Related Article: Why Design Today Hinges on Deleting Experiences and Reading Minds
Learning Opportunities
Short Labels Can Be Helpful Without Feeling Like a Lecture
A shopping cart icon is possibly one of the best-known online paradigms in decades. We all know that we tap or click that to move to the shopping cart and later, our checkout. However, an unfamiliar icon can benefit from a text label helping people know what it means. A poor UX decision would be to use an unfamiliar icon and then provide explanation copy or a tooltip people have to activate.
Tooltips are easily a distraction and can be frustrating, especially if they are activated and displayed every time the mouse moves over the element. Tooltips are also less friendly on mobile phones, where we can’t hover to active them and we have way less screen real estate. Many modern websites are opting to replace tooltips with displaying minimal, urgent information more contextually.
Related Article: Designing for Simplicity of Use
Resist the Temptation to Explain the Interface
Samuel Hulick of UserOnboard.com suggests that when a user is experiencing something for the first time, make sure anything instructional passes these three tests:
- Integrated (not distracting). Keep people in the flow. Don’t distract them from where they naturally want or need to go. This hurts momentum and disengages them from their key activity and path.
- Empowering (not controlling). Don’t explain obvious things (e.g. “Clicking ‘Create Project’ creates a project!”). Make sure that any guidance aligns with the user’s needs and goals.
- Steadfast (not flaky). Don’t load people up immediately with a pile of tips for features they might not experience right away. Provide timely and contextual guidance in the moment as users are moving through your product, which may be a process of days, not minutes.

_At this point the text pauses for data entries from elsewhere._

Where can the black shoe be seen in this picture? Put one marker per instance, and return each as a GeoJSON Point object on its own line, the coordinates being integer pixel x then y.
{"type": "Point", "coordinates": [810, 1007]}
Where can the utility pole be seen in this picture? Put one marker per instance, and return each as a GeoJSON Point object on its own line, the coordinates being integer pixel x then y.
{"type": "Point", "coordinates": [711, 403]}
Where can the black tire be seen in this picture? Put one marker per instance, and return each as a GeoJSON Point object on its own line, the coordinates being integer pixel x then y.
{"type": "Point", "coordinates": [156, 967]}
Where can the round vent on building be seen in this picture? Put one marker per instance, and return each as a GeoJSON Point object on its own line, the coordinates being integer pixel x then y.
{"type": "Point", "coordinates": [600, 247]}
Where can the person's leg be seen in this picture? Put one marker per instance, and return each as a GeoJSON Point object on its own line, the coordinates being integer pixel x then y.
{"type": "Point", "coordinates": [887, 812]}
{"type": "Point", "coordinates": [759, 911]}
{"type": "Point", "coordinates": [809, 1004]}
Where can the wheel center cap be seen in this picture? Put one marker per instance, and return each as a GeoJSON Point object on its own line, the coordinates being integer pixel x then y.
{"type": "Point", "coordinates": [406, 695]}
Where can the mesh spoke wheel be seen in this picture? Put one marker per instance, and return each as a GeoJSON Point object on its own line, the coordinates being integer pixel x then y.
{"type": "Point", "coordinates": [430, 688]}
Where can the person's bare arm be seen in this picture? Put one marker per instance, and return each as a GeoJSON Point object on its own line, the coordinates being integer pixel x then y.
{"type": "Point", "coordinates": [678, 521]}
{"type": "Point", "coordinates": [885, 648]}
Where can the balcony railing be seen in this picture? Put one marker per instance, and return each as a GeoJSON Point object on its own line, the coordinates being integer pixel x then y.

Especially in a lean environment focusing on building a minimum viable product and “just shipping it,” it can be tempting to design something that would require explanation. Software development teams often end up saying, “We’ll just train them to [do the non-intuitive thing].” Aim for the best user experience possible, the most intuitive, logical and well-laid out you can create. Test with real or archetypal users to see where they get frustrated, confused, disappointed, or distracted. Iterate to remove friction and ship something delightful.